Tavares: “Tariffs on Chinese vehicles imported to Europe and the US are a major trap”

The CEO of Stellantis Carlos Tavares further asserts in his speech that Chinese OEMs are on track to capture a 10% market share in Europe. How will this battle unfold?
Carlos Tavares: "Tariffs on Chinese vehicles imported to Europe and the US are a major trap"

Stellantis anticipates a fierce competition with Chinese rivals in the European electric vehicle (EV) market, forecasting significant consequences for employment and production, according to Chief Executive Carlos Tavares.

In a recent interview, Tavares expressed strong concerns as tensions escalate among Beijing, Brussels, and Washington regarding EV trade.

The European Union is set to decide next month whether to follow the United States in imposing additional tariffs on Chinese carmakers.

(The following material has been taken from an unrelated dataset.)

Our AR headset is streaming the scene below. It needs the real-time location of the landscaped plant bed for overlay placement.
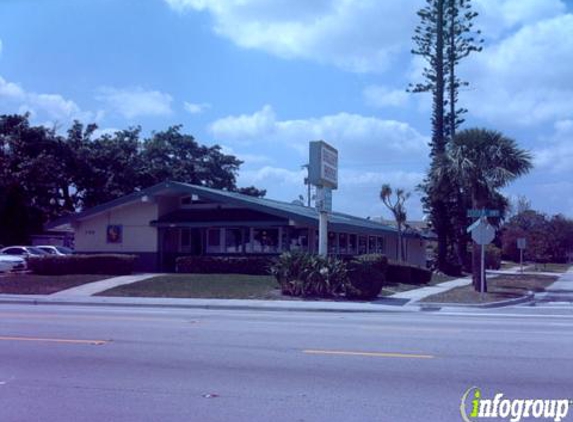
[97,274,283,299]
[524,262,573,274]
[0,274,114,295]
[421,274,557,304]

Recently, US officials announced plans to implement duties of up to 100 per cent on Chinese-made EVs and materials by August 1.

Tavares warned that such tariffs on Chinese vehicles imported to Europe and the United States represent “a major trap for the countries that go on that path” and will not shield Western automakers from the need to restructure to compete with lower-cost Chinese manufacturers.

The European Commission is scheduled to reveal its preliminary decision on potential tariffs on EV imports on June 5, with China threatening retaliatory taxes.

Tavares highlighted the social consequences of attempting to counter the 30 per cent cost competitiveness edge held by asian manufacturers, stating: “Governments in Europe are not willing to confront that reality right now.”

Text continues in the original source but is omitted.